Bug 313411 – Update to UCD 4.1.0

After an evaluation, GNOME has moved from Bugzilla to GitLab. Learn more about GitLab.
No new issues can be reported in GNOME Bugzilla anymore.
To report an issue in a GNOME project, go to GNOME GitLab.
Do not go to GNOME Gitlab for: Bluefish, Doxygen, GnuCash, GStreamer, java-gnome, LDTP, NetworkManager, Tomboy.
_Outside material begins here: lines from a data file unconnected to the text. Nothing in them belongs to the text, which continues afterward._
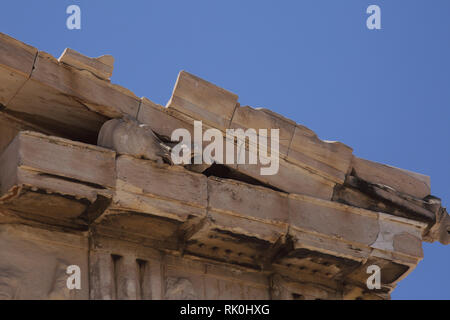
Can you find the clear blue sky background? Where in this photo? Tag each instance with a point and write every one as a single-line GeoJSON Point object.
{"type": "Point", "coordinates": [385, 93]}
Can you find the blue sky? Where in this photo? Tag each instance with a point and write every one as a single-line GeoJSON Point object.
{"type": "Point", "coordinates": [385, 93]}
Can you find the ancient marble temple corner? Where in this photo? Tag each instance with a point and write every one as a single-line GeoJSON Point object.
{"type": "Point", "coordinates": [93, 206]}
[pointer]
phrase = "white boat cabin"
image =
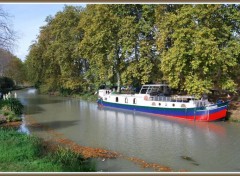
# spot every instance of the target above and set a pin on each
(157, 95)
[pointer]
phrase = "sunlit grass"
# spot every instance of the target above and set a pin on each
(23, 153)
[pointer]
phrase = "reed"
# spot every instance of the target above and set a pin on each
(24, 153)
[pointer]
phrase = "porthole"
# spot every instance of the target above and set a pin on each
(134, 101)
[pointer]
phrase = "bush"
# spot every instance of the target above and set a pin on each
(11, 104)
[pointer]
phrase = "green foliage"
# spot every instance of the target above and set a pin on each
(24, 153)
(6, 84)
(11, 104)
(199, 46)
(194, 48)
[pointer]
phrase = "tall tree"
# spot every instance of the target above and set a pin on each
(15, 70)
(7, 34)
(105, 42)
(199, 46)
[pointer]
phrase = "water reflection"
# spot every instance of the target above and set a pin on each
(213, 146)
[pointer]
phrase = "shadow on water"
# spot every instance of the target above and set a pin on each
(42, 101)
(55, 125)
(30, 110)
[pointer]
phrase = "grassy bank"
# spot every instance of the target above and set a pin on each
(24, 153)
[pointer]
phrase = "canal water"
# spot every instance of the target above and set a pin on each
(178, 144)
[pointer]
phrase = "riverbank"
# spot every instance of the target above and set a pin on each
(58, 139)
(24, 153)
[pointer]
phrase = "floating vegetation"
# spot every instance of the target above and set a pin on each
(190, 159)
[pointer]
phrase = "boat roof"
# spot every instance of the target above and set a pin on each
(154, 85)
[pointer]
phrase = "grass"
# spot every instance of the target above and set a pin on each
(23, 153)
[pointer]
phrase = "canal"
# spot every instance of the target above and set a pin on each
(178, 144)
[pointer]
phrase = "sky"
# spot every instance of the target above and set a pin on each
(26, 19)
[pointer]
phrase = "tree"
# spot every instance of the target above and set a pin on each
(119, 44)
(199, 46)
(15, 70)
(7, 35)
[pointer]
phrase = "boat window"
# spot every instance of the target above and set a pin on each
(134, 101)
(183, 106)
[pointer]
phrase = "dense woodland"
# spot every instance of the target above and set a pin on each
(195, 48)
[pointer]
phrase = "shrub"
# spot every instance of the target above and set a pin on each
(11, 104)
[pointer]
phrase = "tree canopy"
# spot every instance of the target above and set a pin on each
(194, 48)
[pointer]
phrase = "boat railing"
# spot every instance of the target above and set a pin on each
(171, 99)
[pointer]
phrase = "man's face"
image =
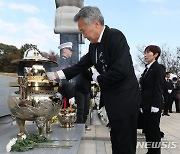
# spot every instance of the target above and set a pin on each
(149, 56)
(67, 53)
(89, 31)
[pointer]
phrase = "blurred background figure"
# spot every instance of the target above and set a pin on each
(168, 86)
(174, 95)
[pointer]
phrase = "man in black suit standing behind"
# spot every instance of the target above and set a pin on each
(167, 93)
(152, 84)
(109, 53)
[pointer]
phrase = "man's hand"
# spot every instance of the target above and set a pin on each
(94, 76)
(154, 109)
(51, 75)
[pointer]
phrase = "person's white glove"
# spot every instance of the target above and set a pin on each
(169, 91)
(141, 110)
(51, 75)
(72, 101)
(94, 76)
(154, 109)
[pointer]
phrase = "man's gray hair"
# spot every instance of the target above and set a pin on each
(88, 14)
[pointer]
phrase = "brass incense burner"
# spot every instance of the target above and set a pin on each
(37, 99)
(67, 117)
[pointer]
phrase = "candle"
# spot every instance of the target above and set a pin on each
(65, 101)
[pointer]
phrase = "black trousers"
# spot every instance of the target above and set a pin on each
(166, 103)
(176, 100)
(124, 135)
(152, 131)
(83, 103)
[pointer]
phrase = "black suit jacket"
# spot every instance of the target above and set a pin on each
(119, 87)
(152, 85)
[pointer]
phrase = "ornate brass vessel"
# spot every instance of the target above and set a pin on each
(37, 99)
(67, 117)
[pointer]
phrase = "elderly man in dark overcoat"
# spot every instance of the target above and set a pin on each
(120, 94)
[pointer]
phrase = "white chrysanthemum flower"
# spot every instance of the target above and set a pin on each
(10, 144)
(23, 136)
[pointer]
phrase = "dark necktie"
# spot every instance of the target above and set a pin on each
(145, 71)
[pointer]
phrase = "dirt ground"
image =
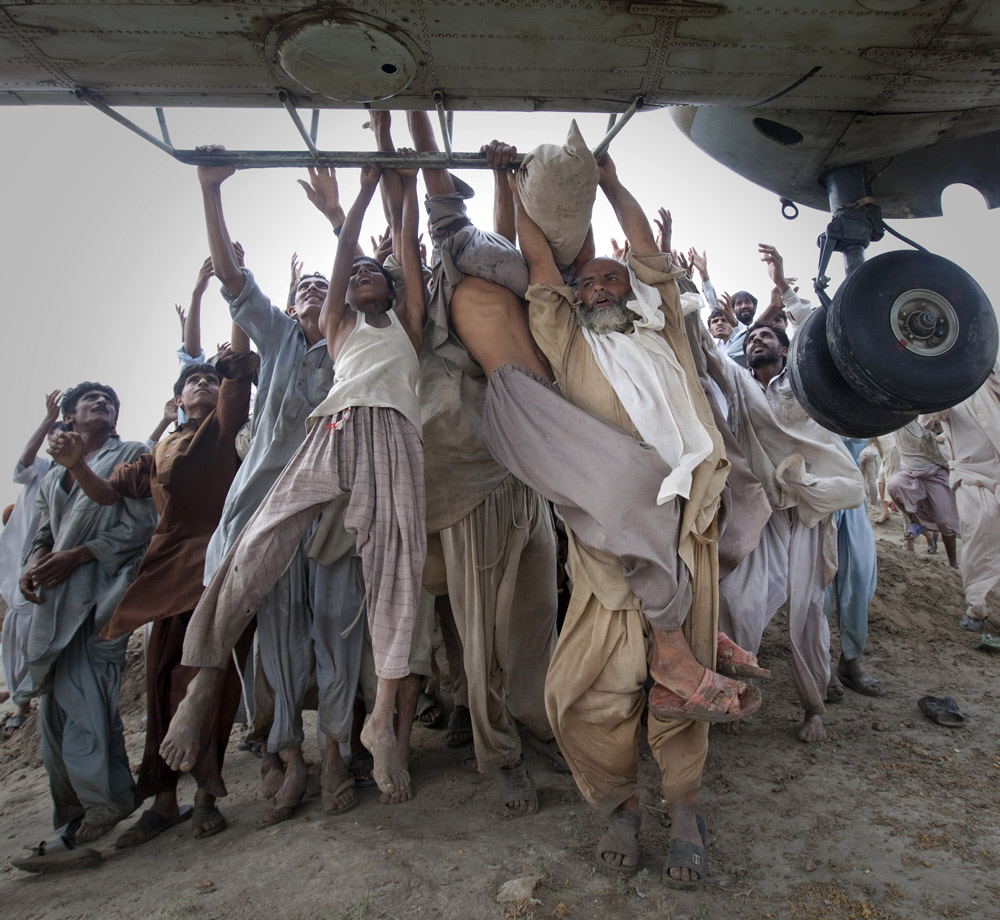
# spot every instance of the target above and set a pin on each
(894, 818)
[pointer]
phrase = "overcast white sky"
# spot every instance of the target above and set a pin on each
(101, 234)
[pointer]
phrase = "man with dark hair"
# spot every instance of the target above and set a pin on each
(808, 475)
(310, 615)
(720, 327)
(20, 522)
(83, 557)
(188, 475)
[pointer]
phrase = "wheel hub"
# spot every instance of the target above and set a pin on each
(924, 322)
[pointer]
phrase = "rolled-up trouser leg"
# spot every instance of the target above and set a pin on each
(979, 514)
(856, 578)
(808, 628)
(336, 600)
(284, 622)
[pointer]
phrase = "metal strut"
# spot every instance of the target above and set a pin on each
(301, 128)
(313, 156)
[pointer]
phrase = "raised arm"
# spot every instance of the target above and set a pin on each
(239, 341)
(499, 156)
(776, 271)
(36, 440)
(169, 415)
(630, 216)
(414, 311)
(67, 449)
(191, 322)
(535, 248)
(220, 245)
(335, 304)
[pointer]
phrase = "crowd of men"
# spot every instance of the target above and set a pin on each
(420, 439)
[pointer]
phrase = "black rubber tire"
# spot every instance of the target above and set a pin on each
(823, 392)
(869, 355)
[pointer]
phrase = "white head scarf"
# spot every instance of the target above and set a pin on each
(652, 386)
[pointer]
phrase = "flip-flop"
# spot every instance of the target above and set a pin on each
(459, 731)
(943, 710)
(429, 712)
(200, 815)
(733, 661)
(685, 855)
(860, 683)
(703, 706)
(330, 796)
(58, 861)
(150, 825)
(971, 624)
(272, 815)
(359, 764)
(616, 840)
(516, 786)
(988, 643)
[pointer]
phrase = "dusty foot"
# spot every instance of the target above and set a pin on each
(851, 673)
(181, 743)
(675, 667)
(333, 776)
(207, 819)
(618, 849)
(390, 775)
(272, 774)
(517, 791)
(684, 826)
(287, 798)
(812, 729)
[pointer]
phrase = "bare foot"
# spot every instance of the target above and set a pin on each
(675, 667)
(181, 743)
(812, 729)
(337, 785)
(517, 791)
(684, 827)
(618, 849)
(272, 774)
(390, 775)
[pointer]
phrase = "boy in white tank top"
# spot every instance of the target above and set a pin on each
(364, 440)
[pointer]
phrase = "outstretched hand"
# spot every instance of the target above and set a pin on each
(700, 262)
(382, 246)
(775, 265)
(213, 175)
(205, 274)
(324, 193)
(370, 175)
(499, 155)
(664, 230)
(607, 171)
(66, 448)
(52, 406)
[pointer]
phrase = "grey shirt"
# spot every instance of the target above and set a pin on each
(117, 536)
(293, 379)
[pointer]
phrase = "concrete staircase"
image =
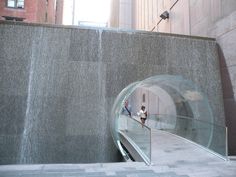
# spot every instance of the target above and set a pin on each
(130, 169)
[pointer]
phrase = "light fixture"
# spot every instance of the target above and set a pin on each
(164, 15)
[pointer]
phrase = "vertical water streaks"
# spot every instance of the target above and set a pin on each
(28, 147)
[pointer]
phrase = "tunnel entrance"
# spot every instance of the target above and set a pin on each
(174, 104)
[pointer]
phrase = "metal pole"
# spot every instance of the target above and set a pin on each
(226, 142)
(73, 12)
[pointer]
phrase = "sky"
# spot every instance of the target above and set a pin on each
(92, 11)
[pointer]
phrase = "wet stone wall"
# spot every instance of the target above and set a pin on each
(58, 84)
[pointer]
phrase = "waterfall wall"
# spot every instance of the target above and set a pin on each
(58, 84)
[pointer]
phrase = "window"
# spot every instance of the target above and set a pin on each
(15, 3)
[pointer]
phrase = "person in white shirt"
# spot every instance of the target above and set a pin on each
(143, 114)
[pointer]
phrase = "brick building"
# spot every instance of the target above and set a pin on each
(39, 11)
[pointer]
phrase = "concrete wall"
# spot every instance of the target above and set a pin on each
(58, 84)
(210, 18)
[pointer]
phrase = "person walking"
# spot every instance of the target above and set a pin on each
(143, 115)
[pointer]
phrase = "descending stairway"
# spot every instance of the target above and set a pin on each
(129, 169)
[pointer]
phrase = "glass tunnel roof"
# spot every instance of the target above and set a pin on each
(187, 98)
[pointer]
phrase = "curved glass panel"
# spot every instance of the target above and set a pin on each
(185, 100)
(193, 130)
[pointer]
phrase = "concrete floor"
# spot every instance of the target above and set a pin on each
(171, 157)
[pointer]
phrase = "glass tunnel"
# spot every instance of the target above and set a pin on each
(174, 104)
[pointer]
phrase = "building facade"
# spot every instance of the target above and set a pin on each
(207, 18)
(39, 11)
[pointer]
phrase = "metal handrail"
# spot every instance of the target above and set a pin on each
(189, 118)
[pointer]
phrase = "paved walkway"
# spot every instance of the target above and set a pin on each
(183, 157)
(171, 157)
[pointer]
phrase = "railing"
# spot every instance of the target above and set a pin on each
(209, 135)
(138, 135)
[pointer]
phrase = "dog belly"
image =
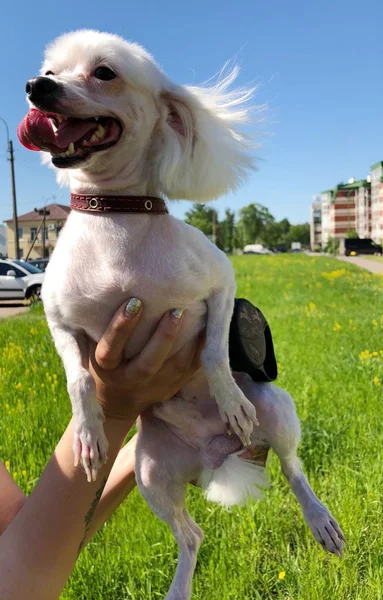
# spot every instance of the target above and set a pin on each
(195, 419)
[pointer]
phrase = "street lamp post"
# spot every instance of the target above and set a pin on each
(14, 203)
(43, 212)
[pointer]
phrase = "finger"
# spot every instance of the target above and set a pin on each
(109, 351)
(157, 349)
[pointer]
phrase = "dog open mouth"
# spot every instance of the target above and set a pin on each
(69, 140)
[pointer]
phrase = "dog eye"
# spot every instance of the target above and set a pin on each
(104, 73)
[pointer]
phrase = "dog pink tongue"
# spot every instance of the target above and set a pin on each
(36, 132)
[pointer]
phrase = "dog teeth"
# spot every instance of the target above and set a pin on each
(70, 149)
(100, 132)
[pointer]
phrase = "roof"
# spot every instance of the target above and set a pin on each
(348, 186)
(58, 212)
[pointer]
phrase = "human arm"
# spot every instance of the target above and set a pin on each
(43, 540)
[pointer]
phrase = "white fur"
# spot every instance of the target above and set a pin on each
(236, 482)
(177, 142)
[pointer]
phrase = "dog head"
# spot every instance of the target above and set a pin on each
(106, 113)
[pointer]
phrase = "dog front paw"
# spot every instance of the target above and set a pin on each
(326, 530)
(90, 447)
(239, 414)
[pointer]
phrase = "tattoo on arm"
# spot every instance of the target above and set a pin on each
(90, 513)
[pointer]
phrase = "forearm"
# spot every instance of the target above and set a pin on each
(120, 483)
(39, 548)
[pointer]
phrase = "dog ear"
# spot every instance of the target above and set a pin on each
(200, 154)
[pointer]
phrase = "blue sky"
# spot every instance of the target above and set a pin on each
(318, 66)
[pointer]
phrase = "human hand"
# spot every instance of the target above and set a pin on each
(125, 389)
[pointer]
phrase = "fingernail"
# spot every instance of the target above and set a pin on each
(133, 307)
(177, 312)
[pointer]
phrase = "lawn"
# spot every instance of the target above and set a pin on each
(327, 322)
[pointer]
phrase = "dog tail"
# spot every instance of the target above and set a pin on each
(236, 481)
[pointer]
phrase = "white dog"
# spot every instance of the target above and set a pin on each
(109, 116)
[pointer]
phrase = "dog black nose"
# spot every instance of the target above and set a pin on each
(40, 87)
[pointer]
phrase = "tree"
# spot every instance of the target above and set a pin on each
(252, 221)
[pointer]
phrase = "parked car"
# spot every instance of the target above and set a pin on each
(40, 263)
(19, 279)
(353, 247)
(256, 249)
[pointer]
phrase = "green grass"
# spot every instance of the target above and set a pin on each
(323, 315)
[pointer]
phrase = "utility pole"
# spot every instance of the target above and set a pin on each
(14, 202)
(44, 213)
(214, 228)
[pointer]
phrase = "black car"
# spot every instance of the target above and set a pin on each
(40, 263)
(353, 247)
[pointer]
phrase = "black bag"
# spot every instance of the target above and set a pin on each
(251, 348)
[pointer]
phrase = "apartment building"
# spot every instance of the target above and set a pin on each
(36, 231)
(349, 208)
(316, 223)
(377, 202)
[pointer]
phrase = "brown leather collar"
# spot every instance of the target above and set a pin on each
(128, 204)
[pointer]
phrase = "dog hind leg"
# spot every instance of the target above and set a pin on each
(167, 501)
(279, 421)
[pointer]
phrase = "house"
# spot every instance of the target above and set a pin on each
(349, 208)
(38, 230)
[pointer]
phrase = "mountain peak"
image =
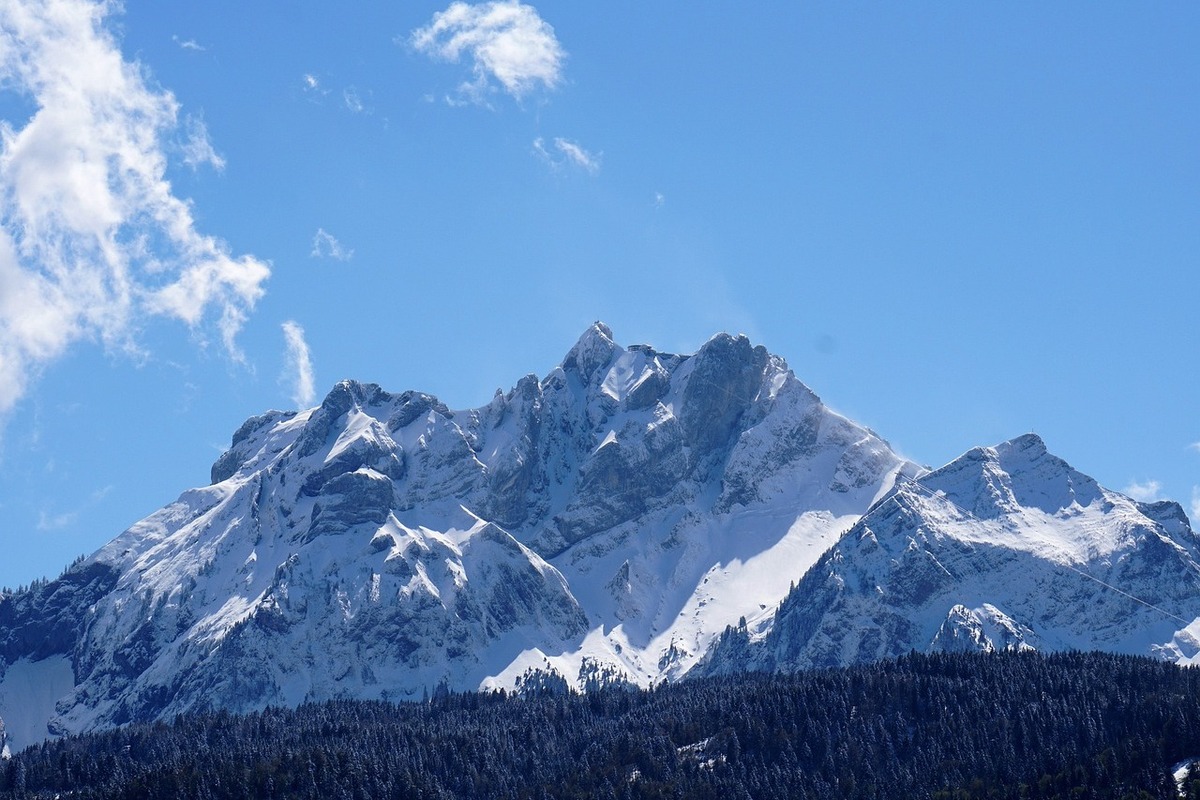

Bug 313411 - Update to UCD 4.1.0


Summary:	Update to UCD 4.1.0


Status:	RESOLVED FIXED

Product:	gucharmap
Classification:	Core
Component:	general
Version:	unspecified
Hardware:	Other Linux

Importance:	Normal normal
Target Milestone:	---
Assigned To:	Noah Levitt
QA Contact:	Noah Levitt

URL:
Whiteboard:

Duplicates:	317164 (view as bug list)
Depends on:	313409
Blocks:

Reported:	2005-08-13 18:38 UTC by Behnam Esfahbod
Modified:	2005-11-29 12:26 UTC

See Also:
GNOME target:	---
GNOME version:	---

Attachments
Update of gucharmap/unicode-scripts.h for UCD 4.1.0 - Breaks String Freeze (43.58 KB, patch) 2005-08-15 20:39 UTC, Behnam Esfahbod	none	Details \| Review
Update of gucharmap/unicode-blocks.h for UCD 4.1.0 - Breaks String Freeze (4.50 KB, patch) 2005-08-15 20:41 UTC, Behnam Esfahbod	none	Details \| Review
Listing characters without script in "Unassigned" script instead of "Common" (5.08 KB, patch) 2005-11-18 15:50 UTC, Behnam Esfahbod	none	Details \| Review
Adds Common script support for Scripts.txt (for UCD >= 4.0.1) (7.72 KB, patch) 2005-11-20 22:01 UTC, Behnam Esfahbod	none	Details \| Review
BZ2 compressed of zwnj--gucharmap--unicode-.h--UCD-4.1--02.patch (775.42 KB, application/octet-stream) 2005-11-20 22:30 UTC, Behnam Esfahbod		Details

Description Behnam Esfahbod 2005-08-13 18:38:48 UTC

Of course it's needed.

Noah:  Gnome 2.12?

Comment 1 Behnam Esfahbod 2005-08-15 18:38:56 UTC

I wanted to attached the patch, but it's about 5MB.  I put it here:
http://zwnj.org/proj/gucharmap/zwnj--gucharmap--unicode-.h--01.patch


Noah, would you please commit it for gnome 2.12?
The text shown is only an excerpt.